Diana Butler Bass and Kathy Bozzuti-Jones

Gratitude in Times of Trauma

What a joy to have co-led an online Trinity Retreat Center Core Values Retreat with my friend, the illustrious author and analyst of culture and faith in society, Diana Butler Bass.

The online retreat, which focused on gratitude, took place earlier this month, as we were finding ourselves near the “beginning of the end” of the pandemic. We investigated the complex trauma of these times, offering a framework and practices for processing our experiences.

Gratitude, Diana pointed out, can be a healing practice for people who have been traumatized. Gratitude is good for us — good for our bodies and for our emotional lives. While not a cure-all, it turns out that gratitude is an essential part of a toolkit for wellness and healing after trauma. This is important because gratitude grounds and centers us in present reality and because it reorients our attention to the constant stream of God’s gifts and graces.

Gratitude offers us an opportunity to change the way we think about the current combined stresses of police violence, racial injustice, inequality, and COVID-19. The key is to develop a “new set of eyes” to view the problems all around us. When we do, it begins to open up creative possibilities that we might otherwise have missed.

Gratitude retreat taking place on Zoom

Here are some suggestions we explored in the retreat on how to explore gratitude in response to traumatic times.

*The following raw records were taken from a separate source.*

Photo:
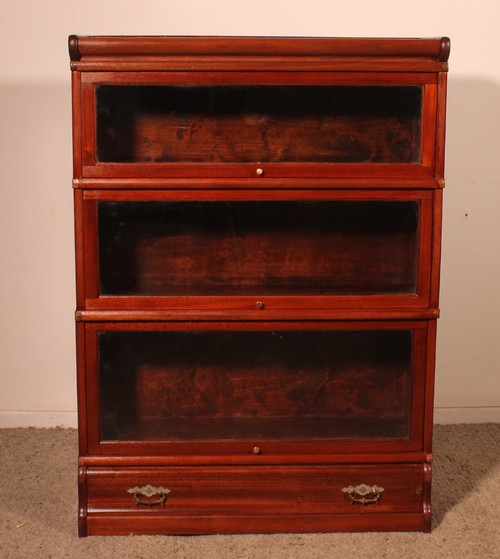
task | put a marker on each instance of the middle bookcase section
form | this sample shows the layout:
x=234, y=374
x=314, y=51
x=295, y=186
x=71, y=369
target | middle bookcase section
x=168, y=252
x=265, y=386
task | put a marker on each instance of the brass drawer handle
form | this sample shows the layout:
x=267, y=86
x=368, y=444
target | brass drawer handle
x=149, y=496
x=364, y=494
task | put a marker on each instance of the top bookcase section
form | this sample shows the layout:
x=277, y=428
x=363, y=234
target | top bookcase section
x=258, y=112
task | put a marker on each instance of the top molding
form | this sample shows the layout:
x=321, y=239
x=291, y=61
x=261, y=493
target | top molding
x=258, y=53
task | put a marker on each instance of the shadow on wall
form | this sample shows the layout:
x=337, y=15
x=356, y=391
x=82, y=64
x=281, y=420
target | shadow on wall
x=468, y=353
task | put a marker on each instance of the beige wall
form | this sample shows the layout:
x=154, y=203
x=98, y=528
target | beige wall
x=37, y=365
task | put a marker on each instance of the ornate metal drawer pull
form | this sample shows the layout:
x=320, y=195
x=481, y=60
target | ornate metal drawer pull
x=364, y=494
x=149, y=496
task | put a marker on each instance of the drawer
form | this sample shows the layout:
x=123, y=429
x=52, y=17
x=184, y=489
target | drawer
x=229, y=490
x=264, y=499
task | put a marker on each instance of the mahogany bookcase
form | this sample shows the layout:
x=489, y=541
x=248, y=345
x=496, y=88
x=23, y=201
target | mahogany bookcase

Enter the present moment through mindfulness and bodily awareness
Taking a cue from trauma therapy and research, “bodily awareness” and “mindfulness of the present moment” can be doorways to growth in gratitude. These tools can help us find a hook into the present moment, where gratitude and acceptance can be found. “Today, we need the capacity to see gifts and to act out of gratitude in the moment,” Diana said, “that is, to widen our periphery and take in more of the world.” Quoting Parker Palmer, she spoke of being open and receptive to “the grace of great things.” This can counter the propensity toward narrow vision in response to stimuli (triggers) or the persistent drumbeat of crisis that characterizes traumatized people.

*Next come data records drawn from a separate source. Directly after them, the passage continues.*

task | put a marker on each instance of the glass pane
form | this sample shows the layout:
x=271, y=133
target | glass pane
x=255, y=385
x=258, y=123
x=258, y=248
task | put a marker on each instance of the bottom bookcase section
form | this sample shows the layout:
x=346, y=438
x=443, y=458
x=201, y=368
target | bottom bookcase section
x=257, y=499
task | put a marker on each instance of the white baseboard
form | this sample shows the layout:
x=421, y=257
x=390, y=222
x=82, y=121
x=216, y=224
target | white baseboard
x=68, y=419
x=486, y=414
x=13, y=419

We are saying thank you... dark though it is.

W.S. Merwin

Explore words and images
Words and images (i.e., how we tell stories in our culture) open our eyes and imaginations to what could be— they give hints and clues about how we might live and where we are heading. Words and images can reweave the connections between us by helping us to reframe the story of our experiences through the lens of gratitude, in hindsight. Gratitude journaling is a tried and true way to harness the power of words, and during the retreat we also explored ways to use images to access gratitude.

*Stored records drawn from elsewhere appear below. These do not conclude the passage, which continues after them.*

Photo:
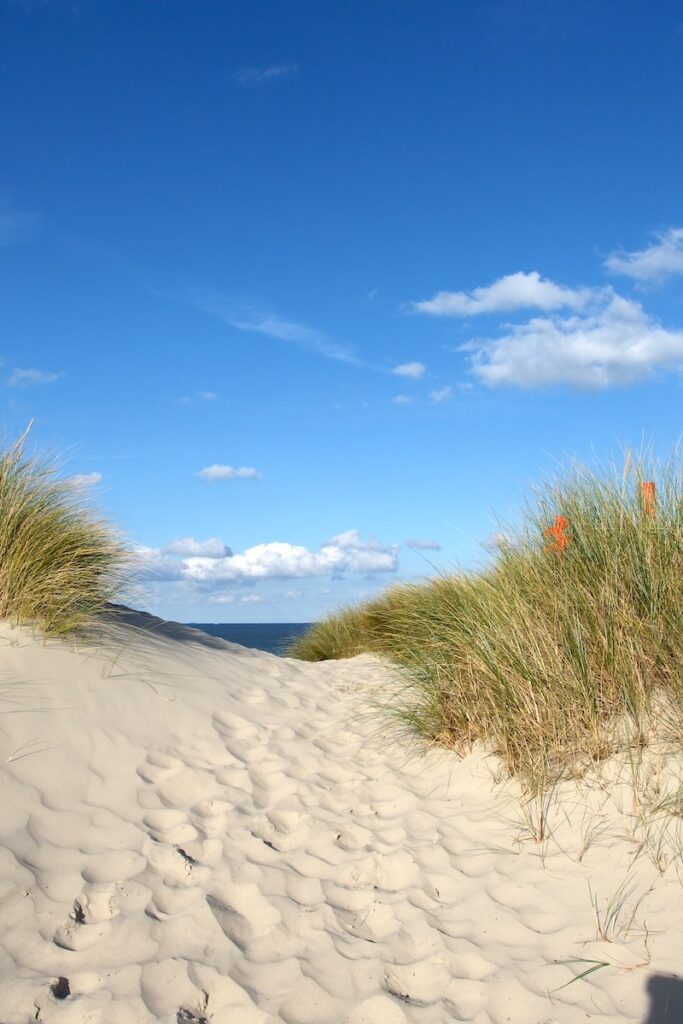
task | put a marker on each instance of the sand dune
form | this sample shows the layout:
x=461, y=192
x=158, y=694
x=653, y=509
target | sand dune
x=193, y=832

We practiced widening our vision with mindfulness meditation, with Visio Divina (contemplative gazing at, or dwelling with, images), as well as with a contemplative photography assignment, in which retreatants set out to “receive images” through the lens of gratitude. The prompt for the camera assignment is also Diana’s recommended prompt for meeting each day during this period of crisis, healing, and recovery:  “Put yourself in the presence of the Holy. Look around and ask, ‘What gifts are present in my life, in this moment?’”

Retreatants learned to understand integrity as “bringing their truest selves to the present moment” and gratitude as a reliable method. They noticed (and shared in small groups) all manner of gifts in their contemplative photographs — from a spouse’s love language demonstrated by preparing a simple garden patch, to lush spring blooms, and the sudden play of light on the wall, before it vanished out of sight. Part of the mystery of gratitude, it seems, is that it engages our deep authenticity and integrity,  Gratitude, even when times are hard, can often prompt appreciation, wonder, and joy.


Kathy Bozutti-Jones and Diana Butler Bass on screen during an online retreat

Reframing the story gives us the ability to see the truth of a situation and to reach for our best and most integrated selves in response as we move forward. Gratitude invites us to look back on difficult life experiences with honest self-interrogation, else we review pre-traumatic events with rose-colored glasses or nostalgia for a perceived time when things were “perfect” or “normal.” Moreover, having a posture of gratitude affects how we understand our present experience — and it lays a foundation of resilience for the future.

Diana has added a daily Ignatian practice of Examen or “Examination of Consciousness” to her gratitude toolkit,  in which she reviews the movements of the day in God’s presence with gratitude and looks forward to tomorrow with hope and confidence.  

Try an Examen practice on every part of your life — to sharpen your awareness of God at work all along.

Diana Butler Bass

In short, for Diana Butler Bass, it is the practice of gratitude that continues to help her get through the pandemic. “It strengthened me and gave me perspective,” Diana affirmed. Daily practice of gratitude is not only good for unwinding trauma, but gratitude also strengthens justice, as we open our vision of reality and acknowledge how we have been gifted. And this acknowledgment has the potential to motivate responsive social action.